Oil companies should think twice before investing in new projects, warns a new report from Carbon Tracker.
The report found that companies making long-term investments expecting high oil prices to continue risk wasting $970 billion in capital expenditure by 2030.
“We could see that the energy transition could accelerate very rapidly and ultimately that will drive a significant fall in demand for oil,” Mike Coffin, the report’s co-author and head of oil and gas at Carbon Tracker, told Energy Source.
Crude oil sits above $91 a barrel, up 57% from the same time last year. While Carbon Tracker expects prices to remain high in the short term, it expects oil demand and prices to fall from the mid-2020s as climate policies tighten and a shift to electric vehicles (EVs) gains speed. Oil prices would average $40/bbl after 2026.
It is a threat to companies to make investment decisions based on today’s high oil price, the group says.
“Companies may see high prices [now] as a huge neon sign pointing towards investment in more supply,” said Axel Dalman, analyst and lead author of the report. “However this could become a nightmare scenario . . . shareholders could face catastrophic levels of value destruction as prices fall.”

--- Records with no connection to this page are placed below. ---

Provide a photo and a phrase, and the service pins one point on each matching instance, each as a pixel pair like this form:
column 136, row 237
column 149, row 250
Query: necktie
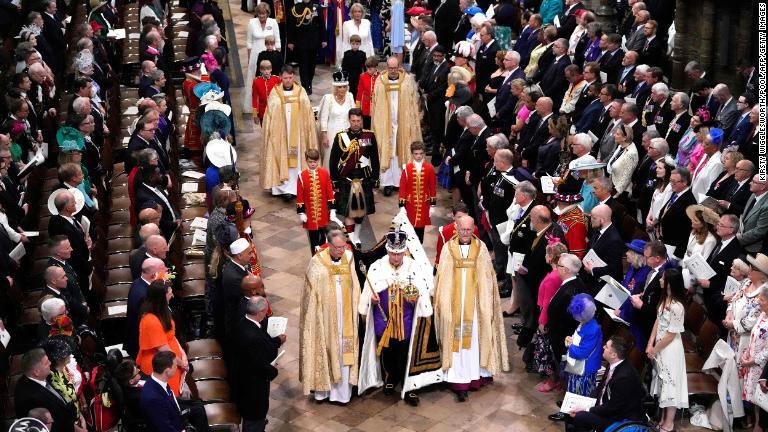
column 749, row 207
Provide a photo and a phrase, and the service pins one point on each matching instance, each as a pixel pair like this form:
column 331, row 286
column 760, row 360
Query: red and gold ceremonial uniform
column 418, row 192
column 573, row 221
column 314, row 197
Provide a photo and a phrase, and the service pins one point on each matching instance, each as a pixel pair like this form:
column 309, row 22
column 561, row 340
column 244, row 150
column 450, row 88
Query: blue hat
column 472, row 11
column 70, row 139
column 204, row 87
column 636, row 245
column 716, row 135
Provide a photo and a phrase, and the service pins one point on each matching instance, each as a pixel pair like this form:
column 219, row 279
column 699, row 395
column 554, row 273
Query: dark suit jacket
column 610, row 63
column 553, row 83
column 622, row 399
column 675, row 224
column 231, row 276
column 136, row 296
column 610, row 248
column 485, row 65
column 256, row 350
column 167, row 218
column 534, row 260
column 57, row 225
column 652, row 52
column 29, row 394
column 161, row 412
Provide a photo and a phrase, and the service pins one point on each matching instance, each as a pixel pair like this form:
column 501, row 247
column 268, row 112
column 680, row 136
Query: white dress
column 333, row 118
column 254, row 40
column 348, row 29
column 669, row 376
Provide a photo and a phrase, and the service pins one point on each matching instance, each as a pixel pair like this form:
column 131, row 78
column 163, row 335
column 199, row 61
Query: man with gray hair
column 459, row 154
column 497, row 192
column 255, row 354
column 659, row 114
column 553, row 82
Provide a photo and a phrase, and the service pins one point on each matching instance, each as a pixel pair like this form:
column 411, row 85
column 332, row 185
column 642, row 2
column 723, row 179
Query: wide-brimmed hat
column 396, row 241
column 220, row 153
column 759, row 262
column 710, row 216
column 586, row 162
column 636, row 245
column 79, row 200
column 340, row 78
column 70, row 139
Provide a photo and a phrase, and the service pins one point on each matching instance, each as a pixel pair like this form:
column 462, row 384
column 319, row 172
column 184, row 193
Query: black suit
column 610, row 63
column 161, row 412
column 619, row 397
column 256, row 350
column 534, row 134
column 561, row 323
column 485, row 65
column 720, row 260
column 169, row 215
column 29, row 394
column 610, row 248
column 675, row 224
column 553, row 82
column 433, row 83
column 79, row 261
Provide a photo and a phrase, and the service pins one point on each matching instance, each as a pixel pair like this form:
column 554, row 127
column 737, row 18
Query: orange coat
column 260, row 92
column 314, row 197
column 418, row 192
column 151, row 337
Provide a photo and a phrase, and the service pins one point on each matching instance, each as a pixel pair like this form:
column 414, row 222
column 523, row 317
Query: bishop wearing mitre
column 467, row 311
column 395, row 120
column 328, row 344
column 289, row 130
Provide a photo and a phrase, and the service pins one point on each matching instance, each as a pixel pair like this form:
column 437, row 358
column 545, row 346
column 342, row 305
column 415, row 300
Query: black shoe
column 411, row 399
column 558, row 416
column 462, row 396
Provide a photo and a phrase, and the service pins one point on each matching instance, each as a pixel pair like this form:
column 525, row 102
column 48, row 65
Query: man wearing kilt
column 354, row 167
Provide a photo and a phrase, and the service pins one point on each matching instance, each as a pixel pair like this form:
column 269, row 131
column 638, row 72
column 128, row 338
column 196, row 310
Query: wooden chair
column 222, row 416
column 213, row 391
column 204, row 349
column 209, row 369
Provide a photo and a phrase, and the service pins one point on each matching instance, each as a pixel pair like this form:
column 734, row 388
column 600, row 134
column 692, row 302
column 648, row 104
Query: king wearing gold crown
column 394, row 298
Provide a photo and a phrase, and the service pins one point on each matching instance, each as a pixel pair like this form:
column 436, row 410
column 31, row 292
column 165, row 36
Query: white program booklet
column 276, row 326
column 591, row 257
column 613, row 294
column 572, row 402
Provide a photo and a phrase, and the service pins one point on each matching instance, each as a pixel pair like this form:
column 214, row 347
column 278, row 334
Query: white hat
column 238, row 246
column 216, row 105
column 220, row 153
column 79, row 200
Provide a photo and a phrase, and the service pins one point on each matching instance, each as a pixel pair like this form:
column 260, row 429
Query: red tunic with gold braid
column 574, row 224
column 192, row 133
column 418, row 192
column 314, row 197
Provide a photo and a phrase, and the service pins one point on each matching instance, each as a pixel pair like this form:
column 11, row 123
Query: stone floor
column 510, row 403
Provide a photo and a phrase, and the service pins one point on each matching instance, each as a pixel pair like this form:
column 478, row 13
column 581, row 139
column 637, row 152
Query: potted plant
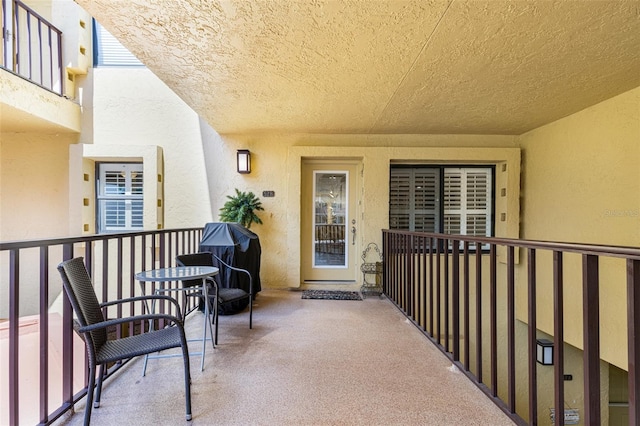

The report found that companies investing in costly projects with long lead times are at the greatest risk of oversupplying the market and being left with stranded assets. If oil prices fell to $40/bbl, these companies would lose $530 billion in the next 10 years and nearly $1 trillion if oil fell to $30/bbl.
Carbon Tracker picked out several megaprojects as examples, including Exxon Mobil and Shell’s $6.7 billion Bosi Field development in Nigeria that isn’t expected to deliver oil until 2029. Oil prices would have to average in the high $50s/bbl for the project to break even, Carbon Tracker said.
Nevertheless, companies can meet demand without wasting capital. By favoring quick shale projects and relying on OPEC’s spare capacity to close the supply gap, the report found companies can deliver on short-term demand and preserve shareholder value. According to Carbon Tracker, it’s in OPEC’s interest to co-operate, as high prices could otherwise spur more U.S. shale production and accelerate the transition to EVs.
“A sustained surge in the oil price is not necessary,” said Mark Fulton, co-author of the report and chair of Carbon Tracker’s research council. “The industry can both meet peak demand and manage its way through that without wasting capital by applying discipline.”